Estoy siguiendo al detalle el juicio por la canallada del Madrid Arena y me estoy consumiendo. De los sobrecogedores testimonios el que más me ha llegado es el que relata cómo Katia, una de las fallecidas, le traslada a una desconocida de 17 años también y al verse encima la agonía lo siguiente: «No puedo más, dile a mi padre que lo quiero». Conforme los críos crecen, muchos padres tienden a sentirse descolocados bien porque no han pasado el tiempo suficiente con ellos, bien porque muestran una mayor complicidad con la madre o por razones equis. En otros casos, no. Pero pertenezca el progenitor a la rama de relaciones que pertenezca, esas palabras de su niña lo habrán perseguido desde el día que Amor López se las hizo llegar y, lejos de reconfortarlo, le habrá martirizado su hermosura, maldita sea.

Otra superviviente, al ser requerida para relatar los pormenores de esa naturaleza que le tocó vivir, dijo que no podía.
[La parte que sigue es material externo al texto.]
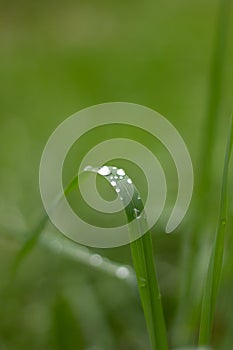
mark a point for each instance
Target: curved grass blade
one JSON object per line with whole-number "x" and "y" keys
{"x": 215, "y": 264}
{"x": 142, "y": 253}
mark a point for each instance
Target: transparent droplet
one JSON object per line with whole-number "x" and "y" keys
{"x": 137, "y": 213}
{"x": 120, "y": 172}
{"x": 96, "y": 260}
{"x": 104, "y": 171}
{"x": 122, "y": 272}
{"x": 142, "y": 282}
{"x": 87, "y": 168}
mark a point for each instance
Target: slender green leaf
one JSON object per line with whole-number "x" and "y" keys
{"x": 215, "y": 265}
{"x": 142, "y": 254}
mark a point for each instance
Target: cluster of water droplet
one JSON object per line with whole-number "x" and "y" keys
{"x": 115, "y": 174}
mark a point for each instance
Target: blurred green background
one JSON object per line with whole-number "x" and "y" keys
{"x": 56, "y": 58}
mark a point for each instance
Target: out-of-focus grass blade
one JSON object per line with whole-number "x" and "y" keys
{"x": 66, "y": 329}
{"x": 36, "y": 232}
{"x": 142, "y": 253}
{"x": 215, "y": 265}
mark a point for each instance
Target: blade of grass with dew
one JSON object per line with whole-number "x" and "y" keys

Lo que estamos conociendo no hace más que corroborar los hechos: que entró más del doble de la capacidad del recinto, que la mayoría de las criaturas no sufrieron control de ningún tipo ni registros, que nadie pedía el deneí y que allí colaban las botellas en los pantalones y hasta las garrafas de cinco litros tan frescas. Todo manga por hombro. Lo importante no era sino que, por las fauces del terror, pasaran cuantos más mejor hasta que el aplastamiento pusiera coto. El caso, ganar dinero.
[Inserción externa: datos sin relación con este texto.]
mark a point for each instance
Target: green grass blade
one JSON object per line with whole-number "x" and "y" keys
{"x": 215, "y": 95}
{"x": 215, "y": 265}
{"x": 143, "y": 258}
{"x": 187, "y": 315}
Miguel Ángel Flores encabeza la lista de los quince procesados, al que el fiscal les imputa cinco delitos de homicidio. A pesar de que las acusaciones alertaron del riesgo de fuga al disponer de negocios en Ecuador y Panamá, durmió una noche en el calabozo, fue puesto en libertad tras depositar 200.000 euros y en ningún momento ha pisado la cárcel. También es verdad que no es ningún titiritero.